Recentes estudos publicados na Psychological Science in Public Interest, uma revista da Association for Psychological Science, revelaram que técnicas como visualização não garantem muita melhora na qualidade do estudo. Por isso, vídeos de “Youtube” e até mesmo a Universidade Online de Jiu-jitsu levantam polêmica e a indignação das academias físicas que tanto trabalham para que seus alunos avancem nesta arte suave.
Então, não haveria contribuição do método de visualização neste processo? Não devemos ser tão generalistas.

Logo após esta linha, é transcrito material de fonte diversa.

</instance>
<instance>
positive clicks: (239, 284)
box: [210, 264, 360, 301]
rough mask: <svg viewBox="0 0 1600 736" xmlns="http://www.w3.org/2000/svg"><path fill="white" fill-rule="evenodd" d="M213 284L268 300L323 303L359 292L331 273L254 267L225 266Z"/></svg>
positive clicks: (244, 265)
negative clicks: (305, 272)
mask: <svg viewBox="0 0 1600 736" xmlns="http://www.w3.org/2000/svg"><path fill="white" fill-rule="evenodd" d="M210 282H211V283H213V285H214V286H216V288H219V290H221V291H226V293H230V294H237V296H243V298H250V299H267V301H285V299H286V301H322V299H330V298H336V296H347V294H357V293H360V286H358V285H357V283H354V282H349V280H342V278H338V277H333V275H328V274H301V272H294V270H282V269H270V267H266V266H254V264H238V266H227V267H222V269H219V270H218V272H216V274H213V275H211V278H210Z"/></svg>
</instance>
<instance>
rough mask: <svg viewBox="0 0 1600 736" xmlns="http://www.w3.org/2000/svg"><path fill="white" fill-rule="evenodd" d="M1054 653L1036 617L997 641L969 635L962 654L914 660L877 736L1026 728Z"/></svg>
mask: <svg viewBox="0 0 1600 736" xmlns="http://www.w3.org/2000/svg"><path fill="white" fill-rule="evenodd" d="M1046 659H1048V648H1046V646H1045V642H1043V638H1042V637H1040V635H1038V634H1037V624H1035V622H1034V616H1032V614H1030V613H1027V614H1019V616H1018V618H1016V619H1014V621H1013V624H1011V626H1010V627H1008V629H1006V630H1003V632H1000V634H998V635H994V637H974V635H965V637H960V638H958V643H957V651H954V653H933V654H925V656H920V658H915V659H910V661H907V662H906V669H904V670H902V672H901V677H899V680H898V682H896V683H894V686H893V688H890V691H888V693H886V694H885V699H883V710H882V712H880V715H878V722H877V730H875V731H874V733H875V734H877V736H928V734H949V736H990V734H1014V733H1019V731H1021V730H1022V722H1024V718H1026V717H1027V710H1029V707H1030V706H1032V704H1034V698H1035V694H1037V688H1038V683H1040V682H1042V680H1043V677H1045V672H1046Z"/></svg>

Claro que há, e isso é bem provado quando filmamos nossos “rolas” durante o treino ou nas competições. Afinal, quando a “cortina se fecha”, independentemente de haver um lugar no pódio ou não, sempre somos levados a refletir no que podemos melhorar.
Por outro lado, Henri Michaux, poeta belga, dizia que “a aprendizagem da aranha não é para a mosca”. Dado o exposto, entendemos que o praticante deve estar constantemente focado nas instruções recebidas. Devemos nos auto conhecer e aplicar da melhor forma os recursos acima citados, colocando-os, diariamente, em prática e tirando o maior proveito do que nos é apresentado pelo mestre e colegas mais graduados (sim, certamente podemos nos desenvolver uns com os outros!).
Em vista dos argumentos apresentados, somos levados a acreditar que a evolução da memória motora advém de repetições e não de uma mera “mecanização” desta, necessitando de momentos para a reflexão do proposto. O uso da inteligência corporal cinestésica no controle dos movimentos é a principal ferramenta para o aumento da qualidade dentro e fora do tatame.